Very timely and accurate article and graphics. As someone who tracks alternative energy development as part of my business, the decline in renewable "faith" is palpable in the capital market place and knowledgeable general population (yes, that would be a minor percentage).
The hard facts are that we have no completely effective re-newable solutions to our growing energy deficits in hand presently. We have a number renewable technologies that are clearly the right direction, some that are clearly the wrong direction, and a gap in both technical and economic resources to push renewable development along any faster.
Regarding wrong directions: Biofuels at significant scale turn-out to be dependent on petroleum for fertilizers, chemicals and processing energy - and as such are far from carbon neutral. Given their dependence imported NPK chemical fertilizers (US imported over half its fertilizers in 2011 - including about 15% of its phosphates from Morocco > USDA 2011 Fertilizer Import Summary) aren't even renewables and actually compete with food crops for those fertilizers. (BTW the US was a net exporter of NPK fertilizers just a decade ago.) However, biofuels fertilized by waste products are renewable. Unfortunately, the reality is that the vast majority of those waste products are not feasible (economically - logistically, spatially, climatically, etc.) biofuels. Waste generated biofuels are estimated to have a maximum potential of generating 1-3% of our nations energy needs, not counting our military needs (US military is the largest petroleum consumer in the wold.)
Solar, wind and tide are ideal sources of low CO2 renewable energy, but require an economical storage solution to effectively replace fossil fuels. How far are we from such a storage solution - look around you, what do you think? We're making limited progress, but we aren't nearly there yet functionally or economically.

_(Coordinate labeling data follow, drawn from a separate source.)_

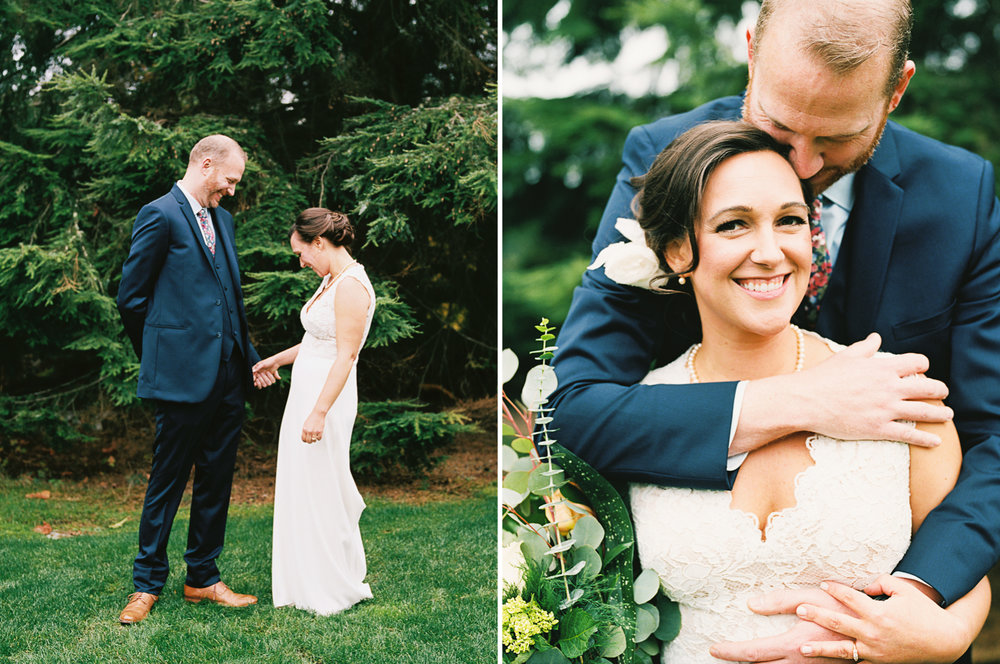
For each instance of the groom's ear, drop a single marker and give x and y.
(678, 255)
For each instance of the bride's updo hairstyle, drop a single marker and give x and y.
(669, 199)
(320, 222)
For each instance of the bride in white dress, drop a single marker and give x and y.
(805, 508)
(318, 558)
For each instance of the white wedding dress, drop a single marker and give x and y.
(851, 523)
(318, 558)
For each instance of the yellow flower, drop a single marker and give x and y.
(522, 622)
(566, 513)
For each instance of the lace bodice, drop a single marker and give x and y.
(851, 523)
(319, 318)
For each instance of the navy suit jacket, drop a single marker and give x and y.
(171, 300)
(919, 264)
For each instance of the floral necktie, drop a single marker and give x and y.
(821, 268)
(207, 231)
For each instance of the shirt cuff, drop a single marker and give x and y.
(736, 460)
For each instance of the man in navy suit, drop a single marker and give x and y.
(182, 307)
(914, 229)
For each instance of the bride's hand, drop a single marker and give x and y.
(265, 373)
(312, 430)
(783, 648)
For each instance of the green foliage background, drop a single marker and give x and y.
(561, 155)
(384, 109)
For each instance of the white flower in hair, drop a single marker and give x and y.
(630, 263)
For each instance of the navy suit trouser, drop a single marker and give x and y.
(204, 435)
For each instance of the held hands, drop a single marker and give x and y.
(265, 373)
(907, 628)
(312, 430)
(785, 647)
(877, 392)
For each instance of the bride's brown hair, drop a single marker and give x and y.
(669, 199)
(320, 222)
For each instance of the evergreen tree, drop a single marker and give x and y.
(366, 107)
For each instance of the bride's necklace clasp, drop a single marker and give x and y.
(693, 353)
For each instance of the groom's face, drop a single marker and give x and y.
(220, 179)
(832, 121)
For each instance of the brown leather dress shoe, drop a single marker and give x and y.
(137, 608)
(219, 594)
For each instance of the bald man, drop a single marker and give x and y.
(182, 306)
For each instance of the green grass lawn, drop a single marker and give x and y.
(431, 567)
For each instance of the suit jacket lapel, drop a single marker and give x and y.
(193, 223)
(227, 242)
(858, 279)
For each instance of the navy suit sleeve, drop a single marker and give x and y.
(665, 434)
(959, 541)
(150, 240)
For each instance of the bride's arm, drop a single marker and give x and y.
(351, 308)
(910, 626)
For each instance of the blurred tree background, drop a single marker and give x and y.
(604, 66)
(384, 109)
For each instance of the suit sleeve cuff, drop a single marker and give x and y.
(736, 460)
(911, 577)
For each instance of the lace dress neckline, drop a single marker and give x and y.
(328, 282)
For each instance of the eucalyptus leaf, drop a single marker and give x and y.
(508, 458)
(522, 445)
(586, 554)
(613, 643)
(647, 619)
(522, 463)
(542, 484)
(572, 571)
(517, 481)
(551, 656)
(589, 532)
(650, 646)
(615, 551)
(522, 657)
(573, 598)
(575, 629)
(670, 620)
(646, 585)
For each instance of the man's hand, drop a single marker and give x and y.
(906, 628)
(851, 395)
(265, 373)
(784, 648)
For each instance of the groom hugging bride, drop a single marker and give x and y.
(772, 491)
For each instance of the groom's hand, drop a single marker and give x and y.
(867, 396)
(851, 395)
(784, 648)
(906, 628)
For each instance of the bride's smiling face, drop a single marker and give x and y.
(754, 244)
(310, 254)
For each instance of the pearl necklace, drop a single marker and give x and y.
(693, 353)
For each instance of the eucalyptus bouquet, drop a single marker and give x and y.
(569, 590)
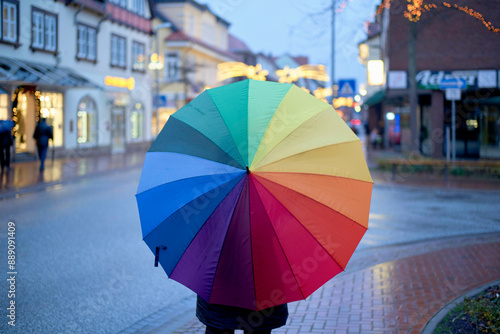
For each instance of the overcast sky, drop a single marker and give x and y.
(301, 27)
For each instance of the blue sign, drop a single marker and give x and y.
(347, 88)
(446, 83)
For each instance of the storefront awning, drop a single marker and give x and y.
(375, 98)
(20, 72)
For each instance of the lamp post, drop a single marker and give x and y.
(157, 73)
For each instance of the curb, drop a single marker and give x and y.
(436, 319)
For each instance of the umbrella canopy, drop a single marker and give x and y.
(254, 194)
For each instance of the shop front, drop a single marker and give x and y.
(43, 96)
(29, 105)
(475, 121)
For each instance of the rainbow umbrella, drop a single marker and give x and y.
(254, 194)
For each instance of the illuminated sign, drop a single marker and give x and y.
(323, 93)
(315, 72)
(119, 82)
(343, 102)
(233, 69)
(156, 62)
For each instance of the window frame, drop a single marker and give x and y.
(86, 56)
(118, 64)
(139, 7)
(15, 41)
(134, 56)
(43, 46)
(172, 58)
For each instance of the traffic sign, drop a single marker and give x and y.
(347, 88)
(459, 83)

In reality the bad news is there are no renewables close to being able to either technically or economically make a big dent in either petroleum or nuclear energy replacement in the near term (30 years?). The better news - of the above "bad news" is that we can get off of some of our dirtier fossil fuels (oil and coal) and switch to domestic NG and NGL to bridge our energy gap while renewable energy R&D continues to work out technical and economic feasibility kinks. Consequently we still have an energy gap of some indeterminable period of R&D to reach a renewable energy future and like it or not we are stuck with our current carbon based fuel sources a while longer.
More bad news: Yes, there will be more CO2 in the atmosphere, but there's some better news, too. Rates of CO2 increase are declining. Unfortunately, that leaves us with one minor problem - we still aren't addressing how we reduce global human population to a sustainable level. After all - all of our environmental problems have just one source - too many humans and too few resources.